Aynı dönemde TCMB toplam rezervleri 15,4 milyar dolar artışla 113,7 milyar dolara yükseldi.
Bankacı dün faiz kararı sonrası bireysel taraftan döviz talebi geldiğini TL’nin 18 üzerinde daha da yükselmemesi için 1 milyar dolar üzerinde döviz satışının yapıldığını tahmin ettiğini de söyledi.
DOLAR 18,15’İ GÖRDÜ
Ağustos başında 18 seviyesine yükselerek 20 Aralık’tan bu yana yeni zirveyi gören ve ondan sonra 18’in hemen altında yatay seyre geçen dolar/TL dünkü PPK kararı ardından yönünü yukarı çevirdi ve en yüksek 18,15’i test etti.
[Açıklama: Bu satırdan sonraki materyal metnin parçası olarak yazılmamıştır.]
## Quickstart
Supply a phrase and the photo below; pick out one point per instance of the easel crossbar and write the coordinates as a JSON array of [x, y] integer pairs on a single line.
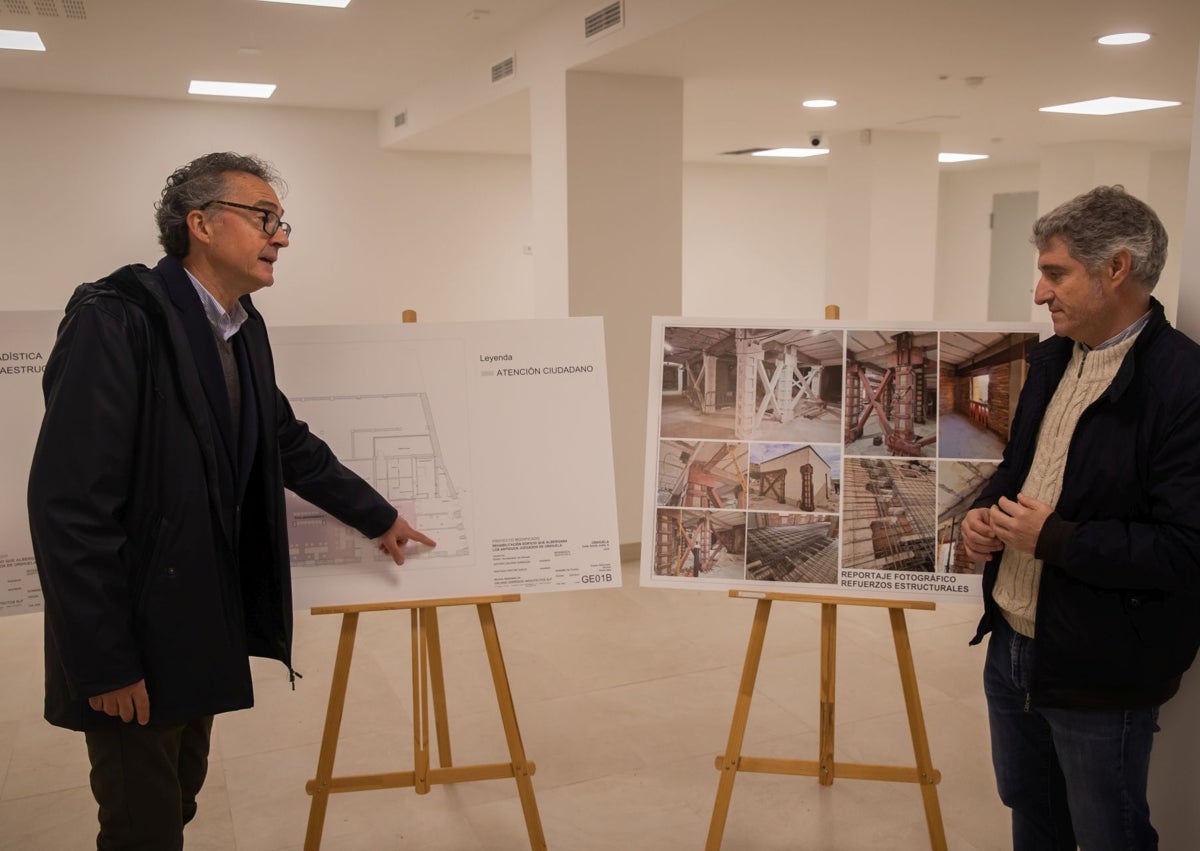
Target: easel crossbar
[[852, 771], [365, 783], [826, 768], [427, 683]]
Kur bu sabah saat 09.53 itibarıyla 18,10 seviyesine yakın seyrediyor. Bu seviyeye göre TL’nin dolar karşısında keskin kayıplarının tekrar başladığı nisan sonundan bu yana kaybı yüzde 18, yılbaşından beri kaybı ise yüzde 27 oldu. Faiz indirimleri nedeniyle TL geçen yıl da yüzde 40 üzeri değer kaybetmişti.
PİYASA TCMB’DEN YENİ ADIM BEKLİYOR
PPK açıklamasında, “Son dönemde belirgin şekilde açılan politika-kredi faizi makasının parasal aktarımın etkinliğini azalttığı değerlendirilmekte” denildi. PPK metninde takip eden cümlede, “Kurul, makro ihtiyati politika setini, parasal aktarım mekanizmasının etkinliğini destekleyecek araçlarla daha da güçlendirmeye karar vermiştir” ifadesi yer aldı.
PPK’da yer alan bu açıklamalar piyasalarda kısa vadede kredi maliyetleri ile politika faizini yaklaştıracak yönde bir adım beklentisi oluşturdu.